ÇOK ÇALIŞMAK VE SABIR GEREKİYOR
Hiç yemek yapamam. Yumurtayı bile düzgün kıramam. Mantı ve zeytinyağlı sarmayı çok severim. Kocaeli Üniversitesi’nde Spor Bilimleri Fakültesi’nde bitireceğim inşallah. Futbolcu olmasaydım başka bir iş yapamazdım. Çünkü başka bir yeteneğim yok. Ama bir tercihim olsaydı beden eğitimi öğretmeni olmak isterdim. Basketbol oynamayı seviyorum. Hatta geçmişte sabaha karşı canlı yayınlanan NBA maçlarını bile beklerdim. Futbolcu olmak isteyen genç kardeşlerime tavsiyem şu. Başarılı olmak için çok çalışmak ve sabır lazım. İlla ki sana şans gelecek. Önemli olan o şans geldiğinde hazır olman ve şansı iyi değerlendirmen.

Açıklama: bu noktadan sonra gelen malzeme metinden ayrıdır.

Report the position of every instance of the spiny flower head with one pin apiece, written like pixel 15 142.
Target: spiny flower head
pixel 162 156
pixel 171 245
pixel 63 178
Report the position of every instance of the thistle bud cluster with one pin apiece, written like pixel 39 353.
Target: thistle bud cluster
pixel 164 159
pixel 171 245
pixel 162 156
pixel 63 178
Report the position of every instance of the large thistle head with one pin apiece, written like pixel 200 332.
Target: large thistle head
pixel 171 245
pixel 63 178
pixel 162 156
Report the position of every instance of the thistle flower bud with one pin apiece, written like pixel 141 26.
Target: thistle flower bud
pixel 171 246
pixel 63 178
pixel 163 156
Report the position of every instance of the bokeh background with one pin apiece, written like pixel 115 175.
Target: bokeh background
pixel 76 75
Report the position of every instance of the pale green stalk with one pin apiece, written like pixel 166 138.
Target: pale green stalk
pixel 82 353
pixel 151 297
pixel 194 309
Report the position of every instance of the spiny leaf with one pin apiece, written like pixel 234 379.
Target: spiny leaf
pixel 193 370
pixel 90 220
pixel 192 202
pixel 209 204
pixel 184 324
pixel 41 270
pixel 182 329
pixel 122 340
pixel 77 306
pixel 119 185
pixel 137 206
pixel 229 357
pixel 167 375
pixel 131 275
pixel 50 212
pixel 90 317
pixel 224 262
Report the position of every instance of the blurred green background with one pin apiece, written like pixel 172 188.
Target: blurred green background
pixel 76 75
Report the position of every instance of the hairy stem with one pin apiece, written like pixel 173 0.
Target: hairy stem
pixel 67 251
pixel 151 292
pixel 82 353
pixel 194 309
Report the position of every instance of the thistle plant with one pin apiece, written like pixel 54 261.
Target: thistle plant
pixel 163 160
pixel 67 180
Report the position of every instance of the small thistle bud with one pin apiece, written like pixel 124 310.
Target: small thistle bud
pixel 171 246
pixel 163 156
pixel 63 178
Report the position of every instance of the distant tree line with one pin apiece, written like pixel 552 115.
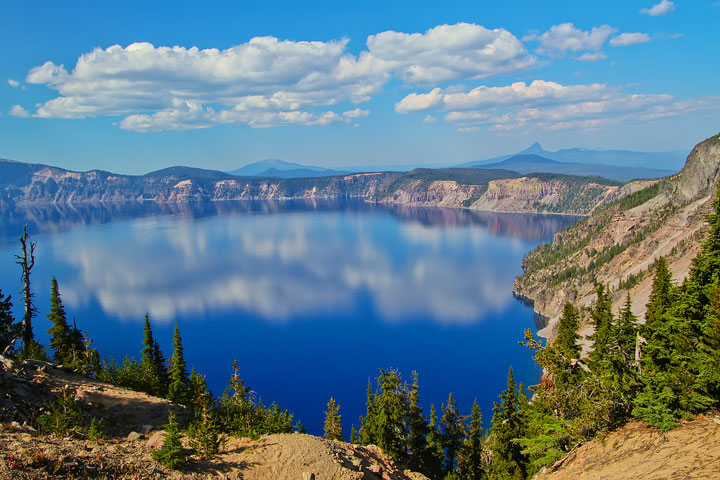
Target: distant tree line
pixel 661 372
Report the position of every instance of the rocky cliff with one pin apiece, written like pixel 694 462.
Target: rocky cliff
pixel 619 243
pixel 495 190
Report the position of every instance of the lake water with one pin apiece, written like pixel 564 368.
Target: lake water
pixel 311 298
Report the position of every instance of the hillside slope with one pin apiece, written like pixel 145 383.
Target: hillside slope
pixel 480 189
pixel 638 452
pixel 618 244
pixel 134 424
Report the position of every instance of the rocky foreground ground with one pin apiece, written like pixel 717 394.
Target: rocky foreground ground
pixel 638 452
pixel 134 423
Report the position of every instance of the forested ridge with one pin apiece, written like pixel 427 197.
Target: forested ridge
pixel 660 371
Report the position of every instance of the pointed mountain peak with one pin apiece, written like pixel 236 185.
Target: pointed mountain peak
pixel 534 148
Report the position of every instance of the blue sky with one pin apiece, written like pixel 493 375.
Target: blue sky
pixel 136 86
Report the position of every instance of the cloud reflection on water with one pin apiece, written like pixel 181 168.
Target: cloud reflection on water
pixel 447 265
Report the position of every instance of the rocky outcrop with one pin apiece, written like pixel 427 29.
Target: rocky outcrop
pixel 638 452
pixel 493 190
pixel 618 245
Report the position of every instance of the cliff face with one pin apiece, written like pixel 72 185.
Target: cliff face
pixel 619 244
pixel 494 190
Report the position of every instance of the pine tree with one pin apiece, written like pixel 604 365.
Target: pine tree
pixel 148 351
pixel 31 348
pixel 470 462
pixel 435 455
pixel 666 393
pixel 661 296
pixel 172 452
pixel 453 428
pixel 61 338
pixel 178 390
pixel 391 406
pixel 199 392
pixel 161 367
pixel 417 428
pixel 9 330
pixel 333 424
pixel 625 332
pixel 367 425
pixel 567 336
pixel 508 461
pixel 602 318
pixel 204 431
pixel 153 382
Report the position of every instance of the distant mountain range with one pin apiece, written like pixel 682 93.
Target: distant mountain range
pixel 671 161
pixel 275 168
pixel 531 163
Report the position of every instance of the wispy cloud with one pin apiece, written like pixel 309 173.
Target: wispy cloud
pixel 665 6
pixel 550 106
pixel 266 81
pixel 626 39
pixel 560 39
pixel 591 57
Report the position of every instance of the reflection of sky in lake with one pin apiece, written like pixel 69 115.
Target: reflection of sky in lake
pixel 301 282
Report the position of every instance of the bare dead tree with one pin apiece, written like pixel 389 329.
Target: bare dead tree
pixel 27 262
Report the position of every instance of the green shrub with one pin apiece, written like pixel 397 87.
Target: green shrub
pixel 172 452
pixel 64 413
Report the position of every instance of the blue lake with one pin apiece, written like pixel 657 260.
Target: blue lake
pixel 311 298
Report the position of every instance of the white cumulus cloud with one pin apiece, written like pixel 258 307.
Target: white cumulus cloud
pixel 550 106
pixel 449 52
pixel 591 57
pixel 566 37
pixel 18 111
pixel 665 6
pixel 266 81
pixel 518 93
pixel 626 39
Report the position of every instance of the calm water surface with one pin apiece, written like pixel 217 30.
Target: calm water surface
pixel 311 298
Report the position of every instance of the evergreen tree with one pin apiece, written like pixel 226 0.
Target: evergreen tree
pixel 367 424
pixel 453 428
pixel 435 455
pixel 417 428
pixel 31 348
pixel 204 431
pixel 625 333
pixel 567 336
pixel 148 350
pixel 333 424
pixel 152 380
pixel 178 390
pixel 661 296
pixel 602 319
pixel 199 392
pixel 61 338
pixel 161 367
pixel 707 356
pixel 666 393
pixel 508 461
pixel 9 330
pixel 470 462
pixel 172 452
pixel 391 406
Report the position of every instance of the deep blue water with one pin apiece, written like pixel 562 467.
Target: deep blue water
pixel 311 298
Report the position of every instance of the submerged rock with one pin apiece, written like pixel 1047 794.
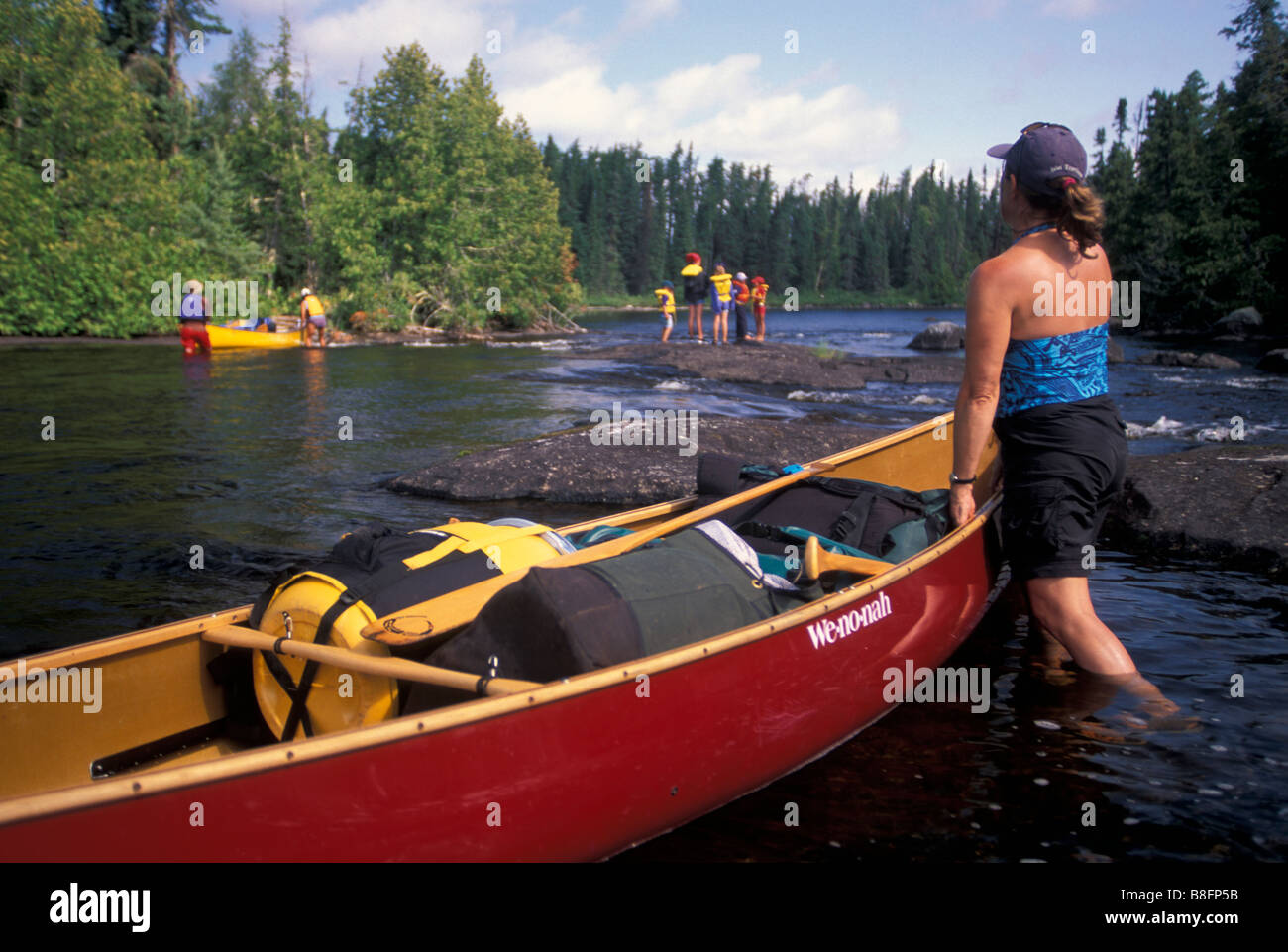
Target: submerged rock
pixel 1188 359
pixel 1240 321
pixel 1274 361
pixel 570 467
pixel 941 335
pixel 1227 504
pixel 785 365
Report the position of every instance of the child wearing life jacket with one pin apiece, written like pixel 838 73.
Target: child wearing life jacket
pixel 741 295
pixel 721 301
pixel 759 291
pixel 666 301
pixel 695 288
pixel 193 313
pixel 312 318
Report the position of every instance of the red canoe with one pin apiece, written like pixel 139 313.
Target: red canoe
pixel 575 769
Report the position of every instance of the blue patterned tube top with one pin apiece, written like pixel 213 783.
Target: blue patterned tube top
pixel 1064 369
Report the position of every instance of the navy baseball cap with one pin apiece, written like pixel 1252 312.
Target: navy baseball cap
pixel 1044 153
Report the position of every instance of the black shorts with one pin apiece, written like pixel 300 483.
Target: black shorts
pixel 1061 467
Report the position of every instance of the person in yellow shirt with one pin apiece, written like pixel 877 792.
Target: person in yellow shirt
pixel 666 300
pixel 695 288
pixel 721 303
pixel 759 291
pixel 312 318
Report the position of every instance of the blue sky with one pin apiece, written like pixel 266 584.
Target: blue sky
pixel 872 86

KOCAELİSPOR İLE BİRLİKTE YÜKSELMEK İSTİYORUM
Çubuklu Kocaelispor forması favorim. 11 yıl sonra transfer yasağının kalkması geçen sezon bize nasip oldu. Bu da ayrı bir kıvanç kaynağı. Sadece ben değil tüm takım arkadaşlarım sorumluluğumuzun farkında hareket ettik ve şampiyon olduk. Bu sezona iyi başlayamasak da son haftalarda hem oyun gücümüz hem de özgüvenimiz arttı. Kocaelispor ile üst liglerde oynamayı çok istiyorum. Kocaelispor’un eski günlerindeki gibi Süper Lig’de oynaması için yürüdüğü yolda beraber yürümek, Kocaelispor ile birlikte yükselmek istiyorum.